In patients with heart disease, palpitations might signal ventricular tachycardia, especially if accompanied by fainting or near-fainting. Occasionally, someone without heart disease might have idiopathic ventricular tachycardia, typically arising from specific heart areas. These cases often have a good outcome with ablation.
Syncope, which is a sudden loss of consciousness, and presyncope, a feeling of lightheadedness, happen when blood flow to the brain is temporarily reduced. This can be due to various reasons, including heart rhythm issues like tachyarrhythmias, bradyarrhythmias, or neurocardiogenic syncope. But sometimes, it can occur without any heart rhythm problems. To understand the cause, doctors need to carefully examine the patient's medical history and perform a physical examination to rule out other heart or neurological problems.
Certain aspects of the patient's history can point to heart rhythm issues as the cause.
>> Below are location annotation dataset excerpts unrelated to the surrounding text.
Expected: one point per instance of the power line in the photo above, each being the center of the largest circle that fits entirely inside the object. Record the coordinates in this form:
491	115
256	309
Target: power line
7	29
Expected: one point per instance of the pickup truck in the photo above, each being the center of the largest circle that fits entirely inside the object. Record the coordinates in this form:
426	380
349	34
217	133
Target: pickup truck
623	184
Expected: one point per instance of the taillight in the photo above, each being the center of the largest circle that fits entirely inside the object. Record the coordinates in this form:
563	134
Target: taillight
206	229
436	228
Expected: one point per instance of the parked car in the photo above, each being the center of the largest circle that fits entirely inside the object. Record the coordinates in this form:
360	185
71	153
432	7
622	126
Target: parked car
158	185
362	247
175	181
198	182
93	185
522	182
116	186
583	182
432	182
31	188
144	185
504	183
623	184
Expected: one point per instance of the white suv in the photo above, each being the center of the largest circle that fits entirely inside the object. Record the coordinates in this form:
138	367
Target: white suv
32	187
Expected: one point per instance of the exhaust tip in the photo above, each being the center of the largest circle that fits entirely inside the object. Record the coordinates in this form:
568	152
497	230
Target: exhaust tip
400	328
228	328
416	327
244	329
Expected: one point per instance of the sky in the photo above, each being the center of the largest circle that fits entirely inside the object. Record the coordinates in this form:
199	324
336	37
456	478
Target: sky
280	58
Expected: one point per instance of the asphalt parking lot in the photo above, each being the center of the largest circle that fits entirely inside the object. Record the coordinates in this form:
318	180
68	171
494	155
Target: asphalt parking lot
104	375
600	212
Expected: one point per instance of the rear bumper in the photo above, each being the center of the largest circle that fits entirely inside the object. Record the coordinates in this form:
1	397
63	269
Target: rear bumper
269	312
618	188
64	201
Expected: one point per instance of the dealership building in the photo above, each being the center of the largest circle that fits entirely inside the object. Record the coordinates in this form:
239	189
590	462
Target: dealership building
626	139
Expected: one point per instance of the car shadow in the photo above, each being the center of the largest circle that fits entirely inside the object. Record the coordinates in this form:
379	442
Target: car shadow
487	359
For instance, if syncope is linked to palpitations and there are no neurological issues before or after the episode, it might be due to a heart rhythm problem. Syncope can also be caused by conditions like aortic stenosis or left ventricular outflow obstruction.
Distinguishing between syncope and other conditions like vertigo, ataxia, or seizures is important. While syncope involves a loss of consciousness, vertigo feels like the room is spinning, ataxia results in a lack of balance, and seizures involve uncontrolled body movements. Postictal symptoms, which occur after seizures, are absent in syncope cases.
To diagnose the cause of syncope, it's crucial to gather detailed information about each episode, including what happened before, during, and after. Knowing the patient's activities, position, and symptoms when the episode started can provide valuable clues. For instance, if the loss of consciousness happens rapidly without warning, it could be due to seizures or certain arrhythmias. Palpitations during the warning signs may indicate a tachyarrhythmia.
Additionally, descriptions of what occurred during the loss of consciousness from witnesses can help. Muscle movements during the event can sometimes be similar to seizures, so understanding the nature of these movements is important. The duration of confusion and disorientation after regaining consciousness is another key factor. In neurocardiogenic syncope, orientation is regained within seconds, while seizures typically have a longer period of confusion and agitation after regaining consciousness.
In summary, syncope and presyncope are episodes of temporary loss of consciousness or lightheadedness, and they can be caused by various factors, including heart rhythm problems. Gathering detailed information about the events and symptoms, along with careful examination, is essential to determine the cause and appropriate treatment.